‘A very big deal’: What the Biden-Senate infrastructure plan would do for California

The infrastructure deal churning its way through the Senate could mean billions of new dollars aimed at fixing and rebuilding California’s roads and bridges — projects that could proceed quickly.

“It’s a very big deal for California,” said Michael Quigley, executive director of the California Alliance for Jobs, a labor-management partnership that advocates for infrastructure improvements.

One estimate says California stands to gain billions more for road and bridge repair and replacement, a sharp increase over current funding. The money would come from the $550 billion that’s won support from Senate Democrats and Republicans and President Joe Biden.

The plan still faces legislative hurdles but is expected to remain largely intact and win Senate approval in early August. The House would then probably consider the plan in late September.

The agreement would provide an additional $110 billion nationwide for roads and bridges. About $40 billion would go for bridges alone, the biggest single investment ever made for that purpose.

Crumbling bridges

The Federal Highway Administration found that last year, of 24,945 bridges in the state, 1,488 were considered to be in poor condition.
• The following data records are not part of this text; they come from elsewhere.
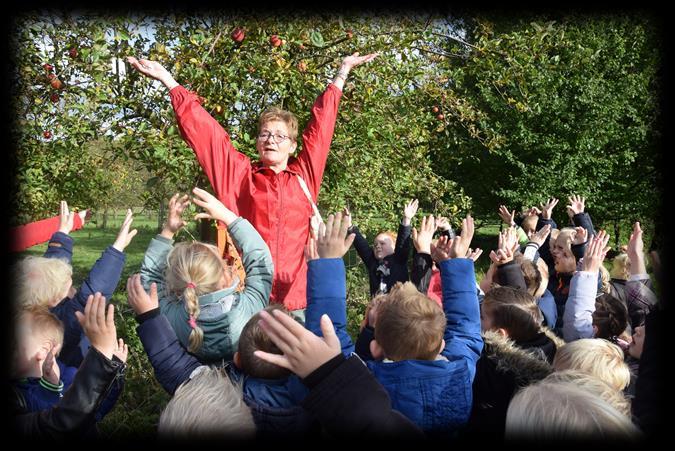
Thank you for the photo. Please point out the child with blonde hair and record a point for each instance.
(47, 281)
(198, 293)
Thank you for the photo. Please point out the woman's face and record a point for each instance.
(383, 246)
(273, 151)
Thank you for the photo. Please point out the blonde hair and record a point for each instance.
(197, 264)
(514, 310)
(208, 404)
(614, 397)
(557, 409)
(597, 357)
(621, 267)
(409, 324)
(41, 281)
(277, 114)
(252, 339)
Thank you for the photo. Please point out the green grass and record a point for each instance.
(136, 413)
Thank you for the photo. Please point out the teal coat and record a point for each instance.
(223, 313)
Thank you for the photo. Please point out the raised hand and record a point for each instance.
(154, 70)
(595, 252)
(409, 211)
(422, 239)
(66, 218)
(576, 205)
(214, 208)
(506, 215)
(122, 351)
(124, 236)
(333, 241)
(540, 235)
(174, 222)
(547, 208)
(303, 352)
(138, 299)
(98, 326)
(580, 236)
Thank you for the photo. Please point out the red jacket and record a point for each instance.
(38, 232)
(274, 203)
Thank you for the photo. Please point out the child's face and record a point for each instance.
(383, 246)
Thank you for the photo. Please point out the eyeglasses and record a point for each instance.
(264, 136)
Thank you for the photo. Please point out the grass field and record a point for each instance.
(137, 412)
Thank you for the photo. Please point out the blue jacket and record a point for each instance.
(436, 395)
(103, 277)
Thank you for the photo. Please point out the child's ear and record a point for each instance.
(376, 350)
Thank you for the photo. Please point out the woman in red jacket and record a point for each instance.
(269, 193)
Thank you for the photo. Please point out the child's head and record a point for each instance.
(620, 267)
(610, 317)
(253, 339)
(42, 282)
(596, 357)
(561, 249)
(194, 269)
(384, 244)
(207, 405)
(592, 383)
(560, 409)
(409, 326)
(512, 312)
(37, 332)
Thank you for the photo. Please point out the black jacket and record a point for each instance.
(75, 413)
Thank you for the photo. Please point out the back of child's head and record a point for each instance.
(36, 330)
(597, 357)
(610, 317)
(41, 281)
(194, 269)
(530, 272)
(615, 397)
(560, 409)
(409, 325)
(252, 339)
(620, 267)
(514, 310)
(208, 404)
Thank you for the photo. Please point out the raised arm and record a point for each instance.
(318, 133)
(222, 164)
Nineteen of Sacramento County’s 736 bridges were rated poor. Other poor ratings: Fresno County, 43; Stanislaus County, 48; Tulare County, 34; Madera County, 31, Placer County, 8, Yolo County, 12 and San Luis Obispo County, 24.

Another $17 billion would go for projects “too large or complex for traditional funding programs but will deliver significant economic benefits to communities,” according to a White House fact sheet.
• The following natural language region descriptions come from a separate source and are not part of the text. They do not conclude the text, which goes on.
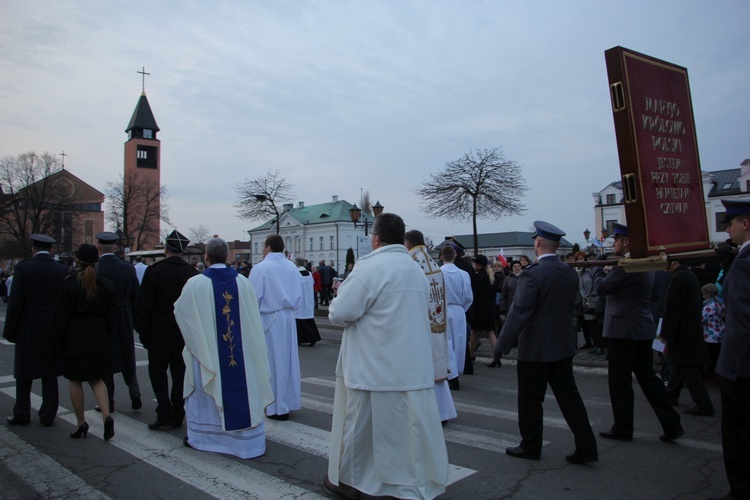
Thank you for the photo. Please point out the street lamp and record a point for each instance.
(355, 213)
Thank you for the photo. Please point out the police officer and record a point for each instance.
(28, 322)
(122, 344)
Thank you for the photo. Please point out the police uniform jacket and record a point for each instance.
(125, 281)
(28, 319)
(627, 313)
(154, 316)
(682, 324)
(541, 317)
(734, 359)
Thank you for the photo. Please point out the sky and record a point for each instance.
(343, 96)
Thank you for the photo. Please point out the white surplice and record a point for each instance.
(386, 438)
(277, 285)
(459, 297)
(195, 313)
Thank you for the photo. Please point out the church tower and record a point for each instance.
(142, 178)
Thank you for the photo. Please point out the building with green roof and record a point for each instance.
(316, 232)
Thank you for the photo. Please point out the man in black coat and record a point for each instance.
(682, 328)
(734, 359)
(122, 344)
(28, 324)
(540, 322)
(630, 332)
(154, 320)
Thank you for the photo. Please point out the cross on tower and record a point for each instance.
(143, 77)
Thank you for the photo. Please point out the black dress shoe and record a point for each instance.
(671, 436)
(581, 458)
(697, 411)
(342, 489)
(519, 452)
(615, 436)
(159, 424)
(17, 421)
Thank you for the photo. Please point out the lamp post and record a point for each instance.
(355, 213)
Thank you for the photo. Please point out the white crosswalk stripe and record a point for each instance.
(224, 477)
(47, 477)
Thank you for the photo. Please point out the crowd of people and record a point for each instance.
(227, 337)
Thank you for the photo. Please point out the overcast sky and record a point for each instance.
(343, 95)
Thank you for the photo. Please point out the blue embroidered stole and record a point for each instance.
(229, 342)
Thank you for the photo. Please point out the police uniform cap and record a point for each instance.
(87, 253)
(481, 260)
(547, 231)
(620, 231)
(107, 238)
(735, 208)
(176, 242)
(42, 241)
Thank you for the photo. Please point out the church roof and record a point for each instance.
(725, 182)
(499, 240)
(322, 213)
(142, 116)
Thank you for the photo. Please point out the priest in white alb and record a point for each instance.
(458, 296)
(277, 284)
(386, 438)
(437, 314)
(227, 377)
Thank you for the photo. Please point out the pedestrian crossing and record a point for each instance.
(221, 476)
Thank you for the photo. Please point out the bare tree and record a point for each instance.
(199, 234)
(135, 207)
(263, 196)
(480, 184)
(31, 199)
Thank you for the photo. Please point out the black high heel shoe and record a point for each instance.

California’s crumbling roads cost state motorists $61 billion a year “due to congestion-related delays, traffic collisions, and increased vehicle operating costs caused by poor road conditions,” according to an analysis by the American Society of Civil Engineers. It said the condition of state’s roads was among the “worst in the nation.”

While no state figures are included in the Senate-White House proposal, an estimate from the National Asphalt Pavement Association, based on Senate committee legislation cited in a bill summary, put the California share at about $5.8 billion in additional money over five years. That’s on top of the $3 billion to $4 billion California usually receives for the programs every year.

Gov. Gavin Newsom’s office could not yet estimate the agreement’s impact. Spokesman Alex Stack said the governor was “encouraged by the prospect of bringing additional infrastructure money to address critical infrastructure projects throughout the state.”

Does California need the money?

Russell Snyder, executive director of the California Asphalt Pavement Association, called the agreement historic, saying it was a “once-in-a-generation opportunity to repair our roads and bridges, reduce congestion, boost our economy and enhance the quality of life for every Californian.”

At Caltrans, spokesman Matt Rocco said that while it is premature to discuss any pending federal legislation, “funds invested toward improving infrastructure will greatly improve Caltrans’ ability to fix California’s roads and bridges, reduce transportation inequities, and meet our goals for combating climate change.”

But in Washington, Rep. Darrell Issa, R-San Marcos, said the legislation would mean “not much” for California.

He pointed to the state’s estimated $80 billion surplus. “That’s the real bottom line,” he said.

Four years ago, the state implemented an ambitious transportation plan, referred to as Senate Bill 1, to repair and replace the state’s crumbling roads and bridges.

The taxes were to raise about $5.4 billion a year for the projects. Motor fuel taxes went up, and the state gasoline tax this month rose by 0.6 cents a gallon to 51.1 cents a gallon.

The increase is expected to raise an additional $83 million, and the tax is anticipated to raise about $7.1 billion in fiscal 2021-22, up from $6.4 billion last year.

The Senate agreement also provides $11 billion nationwide for transportation safety programs. Among them is an effort to help states and localities reduce crashes and fatalities, particularly for pedestrians and cyclists.

California had 1,026 pedestrian traffic fatalities last year, up from 1,020 in 2019, according to preliminary estimates by the Governors Highway Safety Association.